In the Night In the Dark
by Roger Johnson
Review by Mario Guslandi
MX Publishing Paperback ISBN/ITEM#: 9781780920504
Date: 30 November 2011 List Price $19.95 Amazon US / Amazon UK / Show Official Info /
Roger Johnson is a dark fantasy writer…and a chameleon. Ten years ago he published a collection of ghost stories in the tradition of MR James, entitled A Ghostly Crew: Tales of the Endeavour , including fifteen uncanny tales of reincarnation, witchcraft and revenge, featuring demons and other ghastly creatures, revengeful revenants and so on. Three of the stories, "The Scarecrow" where folklore gets a deadly , terrifying aspect, "The Wall-Painting" disclosing the true nature of a sinister saint, and "The Soldier", about a strange army in a very strange church, were selected for a famous Year’s Best anthology. Slightly revised, the tales originally assembled in that early collection constitute now the first section of the present volume.
By contrast, the stories contained in the second section of In the Night In the Dark exhibit a quite different kind of fiction. Instead of the unnerving, eerie quality typical of the classic ghost stories, Johnson provides here a bunch of vivid Lovecraftian pastiches ("Aliah Warden", "The Dreaming City", etc.) as well as a few tales revisiting the themes and the atmosphere related to Robert W Chambers' famous "The King in Yellow", with a little help by Oscar Wilde.

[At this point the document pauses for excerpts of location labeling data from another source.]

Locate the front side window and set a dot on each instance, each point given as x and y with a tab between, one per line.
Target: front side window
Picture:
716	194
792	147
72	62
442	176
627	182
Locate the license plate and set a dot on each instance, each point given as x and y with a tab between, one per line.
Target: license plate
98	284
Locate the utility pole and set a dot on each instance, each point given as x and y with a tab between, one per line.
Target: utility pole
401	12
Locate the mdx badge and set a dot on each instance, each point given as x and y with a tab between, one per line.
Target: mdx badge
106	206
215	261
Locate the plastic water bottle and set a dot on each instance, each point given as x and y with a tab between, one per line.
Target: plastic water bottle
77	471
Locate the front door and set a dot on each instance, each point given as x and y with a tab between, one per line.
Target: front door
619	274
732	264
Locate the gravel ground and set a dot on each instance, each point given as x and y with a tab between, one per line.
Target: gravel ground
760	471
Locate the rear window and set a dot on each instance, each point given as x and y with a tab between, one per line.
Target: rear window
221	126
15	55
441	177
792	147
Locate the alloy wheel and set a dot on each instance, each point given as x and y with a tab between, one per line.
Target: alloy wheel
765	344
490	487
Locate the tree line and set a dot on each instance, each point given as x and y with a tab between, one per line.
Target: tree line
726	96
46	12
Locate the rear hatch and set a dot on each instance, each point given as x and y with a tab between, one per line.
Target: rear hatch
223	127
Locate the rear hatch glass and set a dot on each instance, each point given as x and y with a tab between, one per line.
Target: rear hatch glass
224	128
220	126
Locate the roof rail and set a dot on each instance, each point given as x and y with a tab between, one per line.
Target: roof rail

To further prove the eclectic character of Johnson's work, the final section of the book, called "More Things in Heaven and Earth" is a miscellanea of different styles and moods in the field of dark fantasy, such as the adventures of an incompetent ghost hunter and the clever semi-historical reconstruction of the infamous activities of the Bloody Countess, Elisabeth Bathory, depicted in the excellent "Love, Death and the Maiden".
Johnson’s talent as an author of dark fiction is striking and his ability to explore the different shades of the genre are remarkable as shown in this very enjoyable book. It is time for him, however, after paying his tribute to the genre masters, to fully develop his own narrative voice, which is certainly strong enough to tell his own story and sing his own music.